Organised crime related deaths in Mexico reached record highs in 2017, according to the watchdog agency Semáforo Delictivo and Lantia Consultores and reporting from InSight Crime. In part, the rise in deaths has been attributed to inter-criminal group disputes over control of territories and trafficking corridors, and the splintering of some groups leading to inter-factional fighting. But how best to counter the explosions of violence so often associated with these shifting dynamics in criminal markets? And do traditional counter-crime strategies sometimes serve to entrench the relationship between organised crime and violence?

Previous research has called into question the effectiveness of ‘kingpin strategies’, or ‘targeting of high value individuals’ in bringing about violence reduction. While such strategies may represent the most direct way of disrupting criminal organisations and effectively capture the headlines – such as the extradition of captured Sinaloa cartel leader Joaquín “El Chapo” Guzmán early last year – the resultant breakdown in organisational hierarchies and the creation of power vacuums may have unintended, and deadly, results.

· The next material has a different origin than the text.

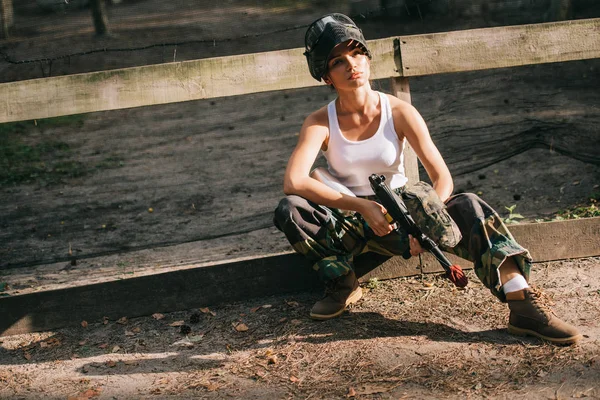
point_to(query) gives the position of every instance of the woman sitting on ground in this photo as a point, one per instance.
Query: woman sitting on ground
(363, 132)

A new policy brief from Justice in Mexico illustrates this phenomenon in action, through an assessment of the recent resurgence of violent crime in the border city of Tijuana. Homicide rates in the city have surged since 2015, with an 86% leap between 2016 and 2017. Alongside this trend lies a high rate of impunity relative to other areas of the country and (perhaps consequently) an enormous lack of social trust: 87% of Tijuana residents say they mistrust the majority of other people.

The analysis suggests that the homicide trend can be linked to the breakdown of a previously existing pax mafiosa between the Sinaloa cartel and the AFO, the dominant groups in the region, which had maintained stable levels of violence. This was sparked by the removal of several ‘kingpins’ as a series of arrests targeted AFO top command in, including alleged leader leader Fernando “El Ingeniero” Sánchez Arellano in June 2014. Inter-group clashes emerged, and following the arrest of Joaquin ‘El Chapo’ Guzman in 2015 and his subsequent extradition, violence has continued to intensify. This includes both clashes between the rival organisations and the emergence of new groups vying for power, alongside a general lack of hierarchical control among the key cartels. This is reflected in the demographics of recent homicides, which have generally been perpetrated both by and against young, poor male members of marginalised communities – key groups recruited into organised crime – and concentrated in a few key neighbourhoods. The problem facing law enforcement is presented as multiple, smaller-scale conflicts rather than organisations operating in large, controlled blocs.

Among other recommendations, the report suggests a shift of focus in counter-organised crime policy. Dependence on the traditional go-to ‘kingpin strategies’ it argues, should be reduced, since the ‘net reduction in the capacity of criminal organizations does not appear to be worth the thousands of intentional homicides and injuries that follows as a result’. Instead, law enforcement resources should be selectively targeted at individuals who engage in highly violent activities such as the assassination of police officers and mass shootings. Such a strategy may, it is argued, better maximise the use of limited police resources.

But what might this recommendation offer in practice? To borrow terminology more commonly used in terms of drug policy, such a shift would represent a move towards a ‘harm reduction’ approach to organised crime, as it focuses on countering the effects of its presence which so damage the wider Tijuana community, in terms of intimidation, social fragmentation and so on. More broadly, violence and threats of violence play an intrinsic role in the activities of organised crime groups, such as securing territory and trafficking corridors, extortion, and ensuring agreements are kept. Outside a legal framework, violence provides a primary means of exerting power and assuring dominance. Increasing the risks of arrest and imprisonment associated with the use of violence counters an essential part of organised criminals’ modus operandi, and may offer an effective route to countering their progress.However, directly targeting the most lethal and dangerous members of powerful organised crime groups poses risks of increased clashes with law enforcement, which could in turn prompt a spiral of the kind of militarised,hardline responses to countering crime seen widely elsewhere.

‘Expanding the policy toolkit’, to create a more disaggregated evidence and analysis approach to countering organised crime that avoids the pitfalls of the traditional ‘kingpin strategies’ may be no bad thing.  

For this reason, the Global Initiative is piloting efforts to develop an assassinations monitor, Assassinations Watch, that maps the use of organised crime and criminal ‘hits’ as a marker of criminal violence and its impact.  Initial studies in South Africa and Nigeria are soon to be published.

Fresh analysis and new insight offers the way forward in the global fight against organised crime and violence.